At The Mercy Of The Arrival Rate...
Article 01/30/96
The best-managed and best-tuned transaction systems still reject transactions for "mysterious" reasons. As system managers, we try to size for the maximum transaction rate that the system will be expected to handle. This is sizing for throughput. There is another issue which we must size for, and that is simultaneity.
Unfortunately, transaction systems must deal with the real world. The real world is not totally predictable. Requests coming from ATMs or POS devices or from other origins cannot be controlled or scheduled as we wish. It is possible, indeed probable, that at some instant during the day that N people will walk up to N ATMs and submit N transactions at exactly the same instant.

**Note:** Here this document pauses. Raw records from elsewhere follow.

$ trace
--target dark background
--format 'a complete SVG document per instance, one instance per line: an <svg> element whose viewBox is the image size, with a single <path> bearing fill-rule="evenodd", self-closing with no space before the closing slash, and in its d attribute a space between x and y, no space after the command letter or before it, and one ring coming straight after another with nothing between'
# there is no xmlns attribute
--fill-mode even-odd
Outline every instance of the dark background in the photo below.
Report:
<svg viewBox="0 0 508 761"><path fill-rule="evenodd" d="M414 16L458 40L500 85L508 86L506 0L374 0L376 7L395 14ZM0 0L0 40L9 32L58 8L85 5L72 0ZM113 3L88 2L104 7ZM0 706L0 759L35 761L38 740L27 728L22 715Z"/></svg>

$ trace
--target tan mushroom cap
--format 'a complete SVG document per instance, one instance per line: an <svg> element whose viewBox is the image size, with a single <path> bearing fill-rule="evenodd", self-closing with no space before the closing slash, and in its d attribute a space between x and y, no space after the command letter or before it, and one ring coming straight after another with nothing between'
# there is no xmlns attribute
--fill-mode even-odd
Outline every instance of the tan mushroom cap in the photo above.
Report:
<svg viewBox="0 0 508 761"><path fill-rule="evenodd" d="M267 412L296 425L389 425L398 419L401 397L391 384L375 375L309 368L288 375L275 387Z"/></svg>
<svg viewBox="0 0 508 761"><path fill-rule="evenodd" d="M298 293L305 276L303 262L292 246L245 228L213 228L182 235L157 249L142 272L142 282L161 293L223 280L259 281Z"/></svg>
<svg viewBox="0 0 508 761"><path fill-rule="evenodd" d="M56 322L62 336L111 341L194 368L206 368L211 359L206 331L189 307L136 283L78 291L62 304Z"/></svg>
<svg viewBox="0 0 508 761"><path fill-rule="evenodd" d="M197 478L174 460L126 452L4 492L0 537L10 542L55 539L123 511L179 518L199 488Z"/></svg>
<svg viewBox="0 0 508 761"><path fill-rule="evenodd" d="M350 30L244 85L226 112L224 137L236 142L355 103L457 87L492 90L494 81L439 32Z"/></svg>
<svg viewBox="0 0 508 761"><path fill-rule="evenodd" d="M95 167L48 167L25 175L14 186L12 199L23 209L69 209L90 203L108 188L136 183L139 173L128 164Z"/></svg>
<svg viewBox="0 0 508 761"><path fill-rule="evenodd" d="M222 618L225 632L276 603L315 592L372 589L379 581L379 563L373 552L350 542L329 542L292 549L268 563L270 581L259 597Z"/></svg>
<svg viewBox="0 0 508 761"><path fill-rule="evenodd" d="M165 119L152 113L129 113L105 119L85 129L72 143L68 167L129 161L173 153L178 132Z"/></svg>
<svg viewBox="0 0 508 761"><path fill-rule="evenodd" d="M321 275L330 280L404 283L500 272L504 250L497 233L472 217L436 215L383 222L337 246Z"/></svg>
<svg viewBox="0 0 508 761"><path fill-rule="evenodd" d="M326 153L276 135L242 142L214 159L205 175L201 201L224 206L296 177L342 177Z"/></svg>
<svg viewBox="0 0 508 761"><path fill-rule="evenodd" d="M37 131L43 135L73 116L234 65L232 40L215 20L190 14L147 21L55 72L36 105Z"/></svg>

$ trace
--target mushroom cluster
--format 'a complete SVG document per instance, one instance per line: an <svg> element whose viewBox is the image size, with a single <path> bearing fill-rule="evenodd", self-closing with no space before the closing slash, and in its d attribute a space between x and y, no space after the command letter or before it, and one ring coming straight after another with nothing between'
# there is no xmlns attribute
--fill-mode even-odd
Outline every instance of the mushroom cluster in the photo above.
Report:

Will our system be capable of handling that flood of requests?
If we have properly monitored our system, we know the maximum sustained transaction rate that our system is normally required to handle. We know this number from monitoring our system over some time period. For the sake of our discussion, let's say that we are sized for a 10 TPS rate, having observed that our peak half hour last year was about 7 TPS.
A lot of things can happen in a half hour. We saw an average of 7 TPS. What does that mean? An average of 7 TPS means that we processed 12,600 transactions in the time period. Did they arrive evenly during the period, with every minute processing 420 transactions? Did they arrive all at once, with one minute processing 12,600 transactions and the other 29 minutes processing zero transactions? Both scenarios result in an average of 7 TPS. The answer is probably no to both questions.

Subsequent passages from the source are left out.